Nikon has replaced the entry-level D3100 with the new Nikon D3200 24.2 MP CMOS Digital SLR with 18-55mm f/3.5-5.6 AF-S DX VR Lens. The new evolutionary (not revolutionary) camera is 24.2 megapixels making it the highest resolution DX body in Nikon’s line. It’s more expensive than its Canon counterpart but offers more features. Even though it’s an entry-level camera, it produces results that exceed what most users would expect from an entry-level camera. In fact, 10 years ago we would have called this camera a revolutionary pro body! How time flies.
It’s a solid camera and it comes with an AF-S 18-55mm variable aperture lens. Since this camera is aimed at beginners, it comes with an interesting “guide” mode aimed at helping new users make the switch from point and shoot to a DSLR. This is a new feature not previously available on any Nikon DSLR and it’s clear that Nikon is trying to tempt people up the chain from their P7100 point and shoot.
The D3200 features the new Expeed 3 processor, four frames per second shooting, a higher resolution screen (921,000 dot resolution) and 1080p video recording with manual control over audio.
The camera features 11 autofocus points and the AF works well except in low-light conditions. On the down side – there’s no AEB or live histograms, but remember, it is an introductory camera.

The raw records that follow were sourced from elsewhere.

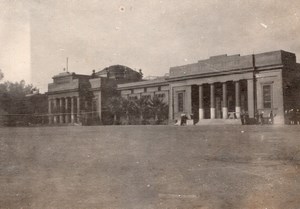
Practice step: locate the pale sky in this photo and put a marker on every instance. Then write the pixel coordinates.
(37, 36)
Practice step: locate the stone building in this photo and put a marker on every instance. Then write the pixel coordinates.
(221, 88)
(75, 98)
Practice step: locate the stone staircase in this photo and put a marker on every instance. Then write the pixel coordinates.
(219, 122)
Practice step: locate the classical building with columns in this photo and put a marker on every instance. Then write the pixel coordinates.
(221, 88)
(75, 98)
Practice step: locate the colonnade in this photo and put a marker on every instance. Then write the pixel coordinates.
(62, 110)
(224, 103)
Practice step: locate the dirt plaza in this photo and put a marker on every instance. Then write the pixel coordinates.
(137, 167)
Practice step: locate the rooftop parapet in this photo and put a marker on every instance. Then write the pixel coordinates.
(225, 63)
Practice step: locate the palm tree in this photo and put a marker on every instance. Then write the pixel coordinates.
(114, 105)
(159, 108)
(143, 106)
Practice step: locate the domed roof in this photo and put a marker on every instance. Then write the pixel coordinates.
(114, 69)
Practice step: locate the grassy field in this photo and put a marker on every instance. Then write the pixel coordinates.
(149, 167)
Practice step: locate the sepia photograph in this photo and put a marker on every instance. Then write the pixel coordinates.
(139, 104)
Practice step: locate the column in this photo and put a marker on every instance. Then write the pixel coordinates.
(201, 105)
(250, 92)
(224, 107)
(72, 110)
(212, 102)
(188, 100)
(99, 108)
(50, 111)
(237, 99)
(171, 105)
(61, 119)
(78, 109)
(56, 111)
(66, 110)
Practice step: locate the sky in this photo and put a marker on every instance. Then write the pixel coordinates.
(37, 36)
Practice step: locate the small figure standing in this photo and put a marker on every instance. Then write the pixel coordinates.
(261, 118)
(298, 117)
(183, 119)
(246, 118)
(243, 118)
(257, 117)
(271, 117)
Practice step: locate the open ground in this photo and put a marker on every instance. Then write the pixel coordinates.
(137, 167)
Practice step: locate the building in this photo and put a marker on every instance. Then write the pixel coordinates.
(75, 98)
(221, 88)
(216, 90)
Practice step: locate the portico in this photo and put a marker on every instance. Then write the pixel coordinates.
(224, 87)
(64, 109)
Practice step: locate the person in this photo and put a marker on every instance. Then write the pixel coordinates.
(272, 117)
(293, 117)
(243, 118)
(183, 119)
(246, 118)
(298, 117)
(261, 118)
(256, 116)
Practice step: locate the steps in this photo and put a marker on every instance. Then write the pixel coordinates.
(219, 122)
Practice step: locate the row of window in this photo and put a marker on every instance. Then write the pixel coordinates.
(266, 98)
(159, 95)
(145, 89)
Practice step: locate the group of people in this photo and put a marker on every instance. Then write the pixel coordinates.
(292, 116)
(259, 118)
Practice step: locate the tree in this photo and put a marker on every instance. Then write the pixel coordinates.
(1, 75)
(114, 105)
(13, 99)
(142, 107)
(159, 108)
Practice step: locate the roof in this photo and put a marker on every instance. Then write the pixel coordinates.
(145, 83)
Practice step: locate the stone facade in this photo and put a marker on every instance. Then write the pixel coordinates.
(221, 88)
(224, 87)
(74, 98)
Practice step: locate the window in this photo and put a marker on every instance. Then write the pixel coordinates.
(267, 96)
(180, 97)
(132, 97)
(161, 96)
(146, 96)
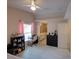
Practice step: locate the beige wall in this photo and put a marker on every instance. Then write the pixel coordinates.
(52, 24)
(13, 15)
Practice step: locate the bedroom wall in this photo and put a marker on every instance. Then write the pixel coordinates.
(13, 16)
(52, 23)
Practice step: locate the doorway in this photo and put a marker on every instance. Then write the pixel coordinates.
(27, 32)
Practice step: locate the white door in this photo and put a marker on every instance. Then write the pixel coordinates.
(62, 35)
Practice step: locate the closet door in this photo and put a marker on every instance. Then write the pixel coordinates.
(62, 35)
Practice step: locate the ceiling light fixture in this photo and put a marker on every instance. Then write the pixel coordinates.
(33, 6)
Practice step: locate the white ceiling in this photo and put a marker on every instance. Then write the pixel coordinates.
(49, 8)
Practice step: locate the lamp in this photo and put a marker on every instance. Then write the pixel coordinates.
(33, 8)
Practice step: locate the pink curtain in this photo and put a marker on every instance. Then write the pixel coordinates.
(33, 27)
(21, 27)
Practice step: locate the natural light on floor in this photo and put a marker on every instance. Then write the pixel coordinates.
(27, 32)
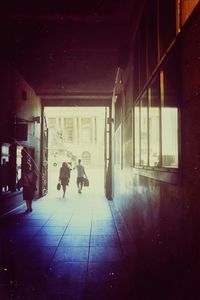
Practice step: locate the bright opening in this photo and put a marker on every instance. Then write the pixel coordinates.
(76, 133)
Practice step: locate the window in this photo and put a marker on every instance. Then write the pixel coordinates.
(156, 119)
(137, 133)
(169, 83)
(152, 37)
(86, 130)
(154, 124)
(167, 24)
(86, 158)
(187, 6)
(144, 130)
(69, 130)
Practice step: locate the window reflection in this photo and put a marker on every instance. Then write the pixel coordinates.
(187, 7)
(137, 135)
(170, 137)
(144, 130)
(154, 125)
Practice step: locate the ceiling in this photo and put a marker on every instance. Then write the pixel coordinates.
(66, 47)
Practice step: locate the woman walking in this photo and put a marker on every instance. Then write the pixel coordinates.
(64, 176)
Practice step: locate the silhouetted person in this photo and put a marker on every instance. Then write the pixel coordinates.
(80, 175)
(64, 176)
(28, 182)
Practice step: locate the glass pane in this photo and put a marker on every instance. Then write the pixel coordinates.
(137, 135)
(154, 125)
(144, 131)
(170, 137)
(170, 82)
(187, 7)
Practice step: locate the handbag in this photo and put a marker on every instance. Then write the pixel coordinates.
(58, 186)
(86, 182)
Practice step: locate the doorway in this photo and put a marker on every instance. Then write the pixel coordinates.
(78, 133)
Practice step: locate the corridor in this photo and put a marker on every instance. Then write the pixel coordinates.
(72, 248)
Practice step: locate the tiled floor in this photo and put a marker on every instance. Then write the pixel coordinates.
(73, 248)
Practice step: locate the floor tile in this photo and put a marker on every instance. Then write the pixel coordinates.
(75, 240)
(105, 254)
(71, 254)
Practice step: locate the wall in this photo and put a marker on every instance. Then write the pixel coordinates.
(18, 102)
(161, 209)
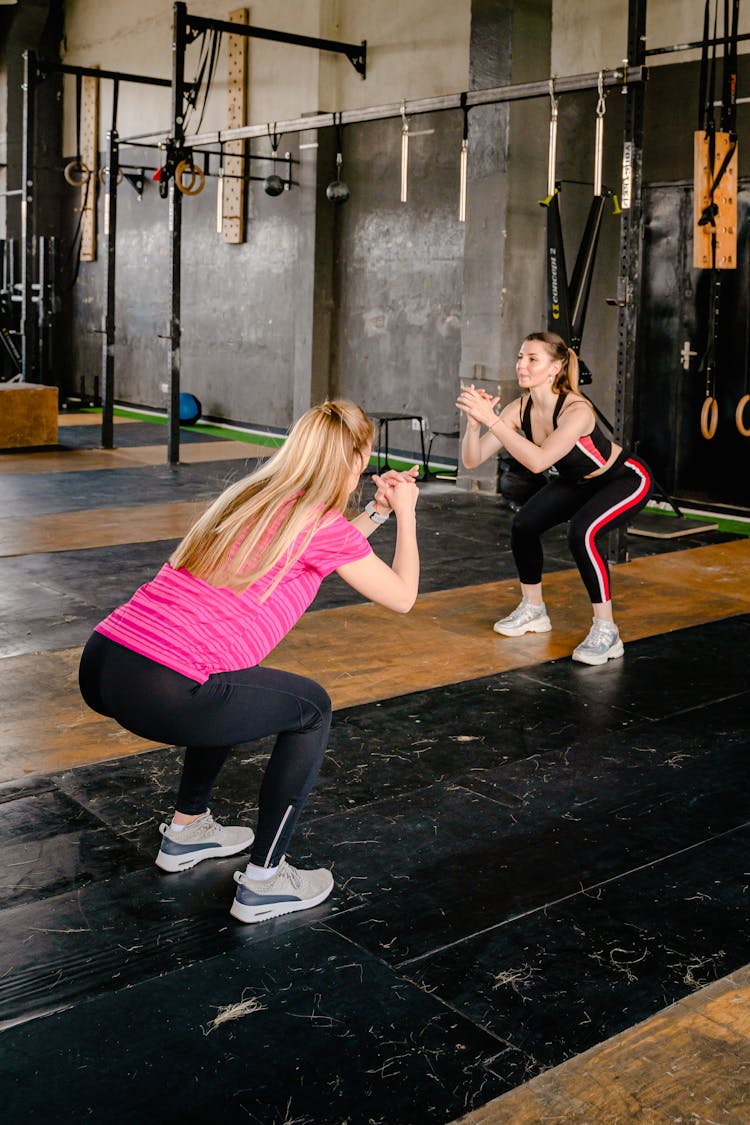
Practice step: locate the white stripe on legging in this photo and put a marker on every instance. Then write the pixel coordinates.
(276, 838)
(597, 563)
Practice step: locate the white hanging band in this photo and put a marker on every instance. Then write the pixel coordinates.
(405, 153)
(598, 142)
(552, 156)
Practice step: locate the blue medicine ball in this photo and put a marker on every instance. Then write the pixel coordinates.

What’s advanced about this camera is its ability to be controlled remotely with a smartphone (using an optional, extra-cost Wi-Fi adaptor, the WU-1A.) It’s ability to record video with manual audio is extraordinary at this price point.
I also appreciated the low-light performance on such an inexpensive camera. It could be better, especially if Nikon wasn’t on such a “resolution” kick. (Remember when Nikon said 12 MP was enough?)
Overall the 3200 is a lightweight, feature-packed, entry-level camera worthy of your consideration. If “entry-level” cameras are this good – then I can’t wait to see the next round of “pro” cameras.